The landscape of the eastern borderlands of Poland provided inspiration for Zofia Chometowska’s earliest photographs, it was there that the artist made her iconic and often-reproduced works such as “The Laundress”. This “exotic Poland”, as the author termed it, was a popular subject among the photographers of the interwar period, Chometowska however was perhaps the only one able to capture the diversity of themes and multiplicity of histories found in the region.
Though the works do not make up a consistent series, a common theme binds them strongly, making it possible to present them jointly. All photographs were taken in the 1940s, in locations personally close to Chometowska – such as in the vicinity of Prochonsk (the family estate of the Drucki-Lubecki) or Dobroslawki (the estate of the Chometowski family).
Zofia Chomętowska with her children: Piotr and Gabriella, and her sister Ludwika Bogurska, arrived in South America in late 1947. Their final destination was Buenos Aires, where some of her distant relatives lived already. The city astonished the entire family upon the first encounter. Chomętowska photographed everything, as was her habit. Starting with the spectacular process of unloading the family’s European Mercedes from the ship to the land, through the busy wide streets, modern cars, to the impressive and novel natural landscapes. Soon after making it to Buenos Aires, she tried working as a professional photographer. She obtained a special permission to photograph Evita Peron and the manifestation of the General Confederation of Labour. Her pictures, however, would very quickly become more and more private and homely. The themes dominating her photographs from the ‘60s include family – predominantly her beautiful daughter, as well as the new, Argentina-born generation of the Chomętowski family.

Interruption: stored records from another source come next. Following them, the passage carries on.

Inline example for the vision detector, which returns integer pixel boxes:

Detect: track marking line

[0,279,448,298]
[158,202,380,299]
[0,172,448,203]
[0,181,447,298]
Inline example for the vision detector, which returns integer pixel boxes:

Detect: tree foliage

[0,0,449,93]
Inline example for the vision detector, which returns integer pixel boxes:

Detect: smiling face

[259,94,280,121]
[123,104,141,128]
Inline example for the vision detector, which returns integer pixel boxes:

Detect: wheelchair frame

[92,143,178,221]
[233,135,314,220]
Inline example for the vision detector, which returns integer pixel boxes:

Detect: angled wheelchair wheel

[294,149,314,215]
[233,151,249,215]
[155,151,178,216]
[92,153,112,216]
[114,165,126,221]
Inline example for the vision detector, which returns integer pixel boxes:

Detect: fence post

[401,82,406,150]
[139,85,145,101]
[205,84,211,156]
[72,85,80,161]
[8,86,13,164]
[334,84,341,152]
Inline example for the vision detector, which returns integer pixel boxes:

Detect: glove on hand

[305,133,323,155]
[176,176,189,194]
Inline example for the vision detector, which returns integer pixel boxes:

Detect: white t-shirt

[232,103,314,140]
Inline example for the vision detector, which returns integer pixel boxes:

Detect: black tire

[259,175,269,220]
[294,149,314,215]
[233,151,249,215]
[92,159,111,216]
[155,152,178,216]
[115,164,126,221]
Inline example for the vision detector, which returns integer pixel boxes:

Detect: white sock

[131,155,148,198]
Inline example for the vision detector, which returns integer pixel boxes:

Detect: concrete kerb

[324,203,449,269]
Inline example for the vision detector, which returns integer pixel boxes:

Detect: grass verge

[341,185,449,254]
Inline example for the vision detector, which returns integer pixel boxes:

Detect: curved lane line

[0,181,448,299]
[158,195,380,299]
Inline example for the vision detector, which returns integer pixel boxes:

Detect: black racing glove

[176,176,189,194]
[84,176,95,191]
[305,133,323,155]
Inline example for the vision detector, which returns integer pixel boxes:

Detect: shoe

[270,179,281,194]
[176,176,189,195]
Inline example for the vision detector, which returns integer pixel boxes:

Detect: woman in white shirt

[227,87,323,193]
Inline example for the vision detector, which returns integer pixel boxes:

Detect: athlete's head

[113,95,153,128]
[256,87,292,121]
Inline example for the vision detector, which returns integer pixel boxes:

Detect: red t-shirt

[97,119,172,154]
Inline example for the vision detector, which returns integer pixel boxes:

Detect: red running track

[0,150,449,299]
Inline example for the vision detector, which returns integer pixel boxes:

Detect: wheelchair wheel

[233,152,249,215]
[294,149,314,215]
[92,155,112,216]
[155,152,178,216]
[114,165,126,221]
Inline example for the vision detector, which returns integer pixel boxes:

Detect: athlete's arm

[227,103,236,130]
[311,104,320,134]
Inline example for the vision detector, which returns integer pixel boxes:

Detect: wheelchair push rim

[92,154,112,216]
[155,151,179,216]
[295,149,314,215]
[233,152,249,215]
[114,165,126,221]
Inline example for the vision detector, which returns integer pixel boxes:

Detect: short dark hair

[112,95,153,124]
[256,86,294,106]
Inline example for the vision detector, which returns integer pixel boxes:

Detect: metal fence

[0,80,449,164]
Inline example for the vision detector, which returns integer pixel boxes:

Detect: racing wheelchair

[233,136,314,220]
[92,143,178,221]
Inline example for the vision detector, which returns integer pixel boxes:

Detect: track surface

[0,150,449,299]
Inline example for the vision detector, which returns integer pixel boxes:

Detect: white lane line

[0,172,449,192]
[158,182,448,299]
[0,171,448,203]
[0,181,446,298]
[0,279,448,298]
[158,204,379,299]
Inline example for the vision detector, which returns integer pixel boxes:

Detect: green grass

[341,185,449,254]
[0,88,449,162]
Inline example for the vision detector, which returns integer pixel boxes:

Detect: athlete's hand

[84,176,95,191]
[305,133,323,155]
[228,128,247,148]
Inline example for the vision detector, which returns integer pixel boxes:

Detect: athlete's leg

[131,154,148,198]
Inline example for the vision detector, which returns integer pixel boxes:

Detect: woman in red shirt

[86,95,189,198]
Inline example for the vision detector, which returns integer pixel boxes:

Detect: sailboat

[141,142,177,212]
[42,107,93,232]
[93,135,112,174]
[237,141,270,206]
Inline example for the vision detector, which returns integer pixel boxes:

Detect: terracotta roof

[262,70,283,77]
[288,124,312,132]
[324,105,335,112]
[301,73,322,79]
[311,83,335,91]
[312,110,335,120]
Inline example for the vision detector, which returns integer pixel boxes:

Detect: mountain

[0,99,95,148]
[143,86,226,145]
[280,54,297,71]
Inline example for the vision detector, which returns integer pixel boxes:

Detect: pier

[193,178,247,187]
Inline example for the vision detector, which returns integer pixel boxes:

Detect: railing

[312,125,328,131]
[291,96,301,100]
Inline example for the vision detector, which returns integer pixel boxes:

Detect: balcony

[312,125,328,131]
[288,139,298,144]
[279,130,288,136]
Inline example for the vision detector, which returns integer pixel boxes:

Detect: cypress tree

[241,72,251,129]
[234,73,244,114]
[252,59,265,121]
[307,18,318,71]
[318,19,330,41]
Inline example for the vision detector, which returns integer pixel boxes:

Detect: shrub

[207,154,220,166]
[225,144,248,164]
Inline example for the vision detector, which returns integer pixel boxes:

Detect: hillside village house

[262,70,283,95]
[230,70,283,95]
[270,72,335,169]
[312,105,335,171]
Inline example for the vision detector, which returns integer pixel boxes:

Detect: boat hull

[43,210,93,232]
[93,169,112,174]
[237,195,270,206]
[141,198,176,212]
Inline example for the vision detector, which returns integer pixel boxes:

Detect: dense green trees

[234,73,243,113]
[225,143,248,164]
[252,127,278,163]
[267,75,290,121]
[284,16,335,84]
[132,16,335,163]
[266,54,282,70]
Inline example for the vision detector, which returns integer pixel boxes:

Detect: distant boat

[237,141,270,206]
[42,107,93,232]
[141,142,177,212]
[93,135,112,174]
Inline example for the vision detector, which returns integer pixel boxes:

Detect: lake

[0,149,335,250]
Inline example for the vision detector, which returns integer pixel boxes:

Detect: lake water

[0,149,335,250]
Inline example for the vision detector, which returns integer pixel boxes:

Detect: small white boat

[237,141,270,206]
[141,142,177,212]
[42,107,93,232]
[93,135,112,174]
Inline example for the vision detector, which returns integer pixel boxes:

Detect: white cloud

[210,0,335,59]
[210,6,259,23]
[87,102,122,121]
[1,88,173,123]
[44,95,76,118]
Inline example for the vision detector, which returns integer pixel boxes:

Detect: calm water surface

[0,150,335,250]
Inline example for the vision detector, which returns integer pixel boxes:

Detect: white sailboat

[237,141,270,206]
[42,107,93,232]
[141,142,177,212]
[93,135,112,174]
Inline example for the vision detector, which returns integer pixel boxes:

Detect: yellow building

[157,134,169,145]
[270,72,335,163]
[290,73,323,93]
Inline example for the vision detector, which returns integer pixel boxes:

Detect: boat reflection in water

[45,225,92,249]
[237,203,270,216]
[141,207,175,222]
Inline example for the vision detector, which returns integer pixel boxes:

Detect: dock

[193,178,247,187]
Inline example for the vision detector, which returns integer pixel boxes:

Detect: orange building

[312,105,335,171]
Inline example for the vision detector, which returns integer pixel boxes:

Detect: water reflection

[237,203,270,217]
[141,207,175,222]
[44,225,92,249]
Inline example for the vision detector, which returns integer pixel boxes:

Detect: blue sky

Chometowska did not abandon photography after the end of the Second World War. A large part of the existing substantial collection of prints, showing the ruins and the reconstruction of Warsaw, was included in the first post-war exhibition at Warsaw’s National Museum titled “Warsaw Accuses!” (May-June 1945). This landmark presentation, which later became an international traveling show, was a strong statement (in the political sense also) about the condition of the Polish capital after the war. Excepting Tadeusz Przypkowski, Chometowska was the author of the largest number of prints. The photographic section of the show also featured works by Maria Chrzaszczowa, and, in its subsequent installments, by Edward Falkowski.
Chometowska’s photographs taken between 1945-1946 and titled “Warsaw Lives” testify to the unusual development of the author’s documentary talent and the attempt at moving away from easy emotions or the banal. The complete series of photographs is currently in the collection of Warsaw Historical Museum.
Zofia Chomętowska most probably made two automobile expeditions across Europe. The first one still as Drucka-Lubecka, which was her maiden name, the second one in 1929 being a honeymoon trip with Jakub Chomętowski. It appears, that the main destination of this journey was Italy, with Venice, Florence, Pisa, Rome and Pompeii in particular. While travelling to the Eternal City, Zofia Chomętowska visited not only Austria and Tyrol, but also Budapest. Most certainly she went to Tunis and Zagreb as well. Today, it is difficult to reconstruct a map of the two expeditions. Negatives, often mixed up by the author herself, do not always allow for accurate identification and dating, the reorganizing process is still taking place. Chomętowska’s early photographs from across Europe arouse curiosity and interest, amongst them we can find unordinary framing of streets and people, far from the typical tourist photos registering always the same places and buildings. One of the things that fascinates the viewer in Chomętowska’s photographs, is the courage and boldness in documenting the alien reality.
In 1936 Mieczysław Orłowicz – head of the Department of Tourism in the Ministry of Transport announced an anonymous contest granting a photographer’s position. The goal was to capture cities and small towns across Poland for propaganda purposes. The winning photographs were to be used as ornaments in railway compartments as well as illustrations in various publications of the Ministry of Transport.
Using a ”Crow” alias, Zofia Chomętowska sent a portfolio of hers, which was most liked among all the entries. Chomętowska often joked about Orłowicz discovering her identity, where he would exclaim in disbelief ”What, a woman! You can’t possibly manage this type of work!”. Yet, the female photographer had managed and performed this job superbly, creating a whole series of photographs. Nearly fifteen hundred of them were redeveloped by the Foundation. All of the positives identified as the Ministry of Transport Project were scanned and archived within the Digital Heritage program financed by the National Audiovisual Institute.
"Archivo privado" means ‘private archive’ in Spanish and that’s how the box of negatives entrusted to the Foundation in 2010 was annotated: "Archivo privado de negativos de Sophie Drucka-Lubecka de Chomętowski". Part of the archive are snapshots from Zofia Chomętowska and her family’s private life – a private archive in the strict sense of the word. Archivo Privado comprises images from 1930s Polesie, showing the interiors of the Porochońsk country house, various outdoor activities, car trips and hunting parties – the life, in short, of the landed gentry of the era.
The collection includes also photographs made after 1947 in Argentina, where the author settled. These are usually images of family leisure: swimming, canoeing, or travelling by car.